Given the interconnectedness of the biological and the social, it might prove pragmatic to consider that gender encompasses both sex differences and the social constructs that give rise to gender differences. For example, in most developed countries myocardial infarcts are a leading cause of death for both men and women. Male risk of coronary artery disease at a younger age exceeds female risk for what appear to be biologic reasons. Because, however, the "prototype" of the heart disease patient has been male, the most common presentation amongst men, that of crushing chest pain, has become the most important diagnostic clue to the presence of angina. Recent evidence demonstrates that fatigue, rather than chest pain, is, in fact, the most common symptom of angina in women . The gender biases inherent in the underlying assumption that coronary artery disease is primarily a male affliction, and that those women who suffer from it will present as men may explain why women have a significantly higher post MI mortality than do their male counterparts . There is no practical advantage to disentangling where sex ends and gender takes over as a cause of the sequelae of coronary artery disease. Never the less, for a physician to properly diagnose angina requires an understanding of sex differences in the symptoms associated with coronary ischemia, and a rejection of the gender stereotype that men, and not women, are the bearers of this illness. By defining gender as the composite of both social and biological health effects associated with being either male or female, researchers may more easily move on to studying those effects, without getting stuck at enumerating sex differences.

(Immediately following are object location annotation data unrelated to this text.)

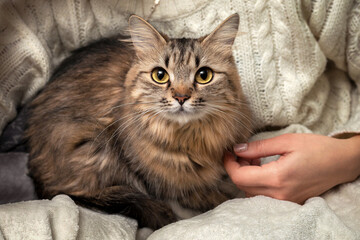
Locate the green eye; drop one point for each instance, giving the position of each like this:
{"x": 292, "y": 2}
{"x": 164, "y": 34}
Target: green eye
{"x": 204, "y": 75}
{"x": 159, "y": 75}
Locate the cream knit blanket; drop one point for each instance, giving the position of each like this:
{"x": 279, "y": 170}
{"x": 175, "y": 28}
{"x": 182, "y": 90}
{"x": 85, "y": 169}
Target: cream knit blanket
{"x": 299, "y": 62}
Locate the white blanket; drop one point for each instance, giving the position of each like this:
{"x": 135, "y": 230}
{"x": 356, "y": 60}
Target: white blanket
{"x": 61, "y": 219}
{"x": 281, "y": 55}
{"x": 333, "y": 216}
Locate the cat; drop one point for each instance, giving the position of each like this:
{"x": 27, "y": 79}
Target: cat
{"x": 128, "y": 124}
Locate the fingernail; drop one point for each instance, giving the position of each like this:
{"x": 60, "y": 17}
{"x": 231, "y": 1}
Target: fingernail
{"x": 242, "y": 147}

Defining gender is a necessary prerequisite but not a sufficient solution to the problem of developing a methodology of its measurement. The impact of gender as a social determinant of health is likely a composite of the effects of relative power, autonomy, poverty, and marginalization, within, and across, societies and cultures. As gender is, by definition, a social or population level determinant of health, its consequences at an individual level are less tangible. There are no randomized controlled clinical trials (RCTs), the "gold standard" of individual level research, that measure the health effects of gender. Gender defies "packaging" as an etiologic agent of disease nor could it appear in a list of differential diagnoses for a set of clinical findings.
How should the associations between gender and illness be studied? The process could involve identifying a cohort from numerous countries, prospectively tracking health outcomes such as longevity, mental health, or incidence of a variety of morbidities, and identifying which non-biological inputs (the usual ones being age, sex, education, income, lifestyle risk factors like smoking, alcohol and drug use) are associated with adverse outcomes. Using regression analysis, the effect of socioeconomic factors on health could be identified and isolated from other inputs, rather than controlled for and eliminated (as happens in an RCT where the randomization equalizes the effect of these social phenomena between the study and control group, but precludes analysis of the association of these phenomena with the outcomes in question since they are effectively deleted prior to analysis). The challenge of how to insert gender as an independent variable, that is, into the left side of such a regression analysis, would, however, still remain.
The interconnection between gender and socio-economic status necessitates addressing both in analyzing associations with health and illness. In thinking about this, the epidemiologic constructs of 'within group' and 'between group' variation may be useful. The concept of gender could include differences in socio-economic and cultural determinants of health between men and women. If the groups being studied or compared are men and women, the between group variations would then be summed up by gender. There remain, however, within group variations because not all women are the same. Data examining the percentage of births attended by trained personnel and aggregated by the level of the mother's education consistently favour the more educated and demonstrate variation in access to care . Within the grouping 'women' social determinants such as education or income often account for differences in power or access to care, and, ultimately, to health.
Specific coefficients, or composites of several variables have been developed to measure some of the social determinants of health. Levels of income or education can be categorized. Income inequality, another of the well-studied social determinants of health can be quantified in several ways. Human rights, although more vague, can be measured via proxy variables such as participation of women in government and public life. As yet, no one has proposed a proxy measure for gender. Indicators of human rights may approximate gender when the health of women is the outcome being examined. Similarly income, income distribution, and access to education or health care are likely colinear with gender in the measure of women's health. Even more important may be the interaction between these variables in answering questions such as how the health of women in a relatively wealthy, but repressive country compares to women's well being in a less wealthy, but more egalitarian country. Multilevel analyses may capture individual variations in wealth or freedom within population level research. More problematic is identifying proxies for gender when examining men's health. Perhaps variables that measure acceptance of violence in a society (e.g. prevalence of gun ownership) touch on gender as a determinant of the health of men. Unfortunately there is, at present, no gender equivalent of the Gini co-efficient, the summative measure of income inequality in a community.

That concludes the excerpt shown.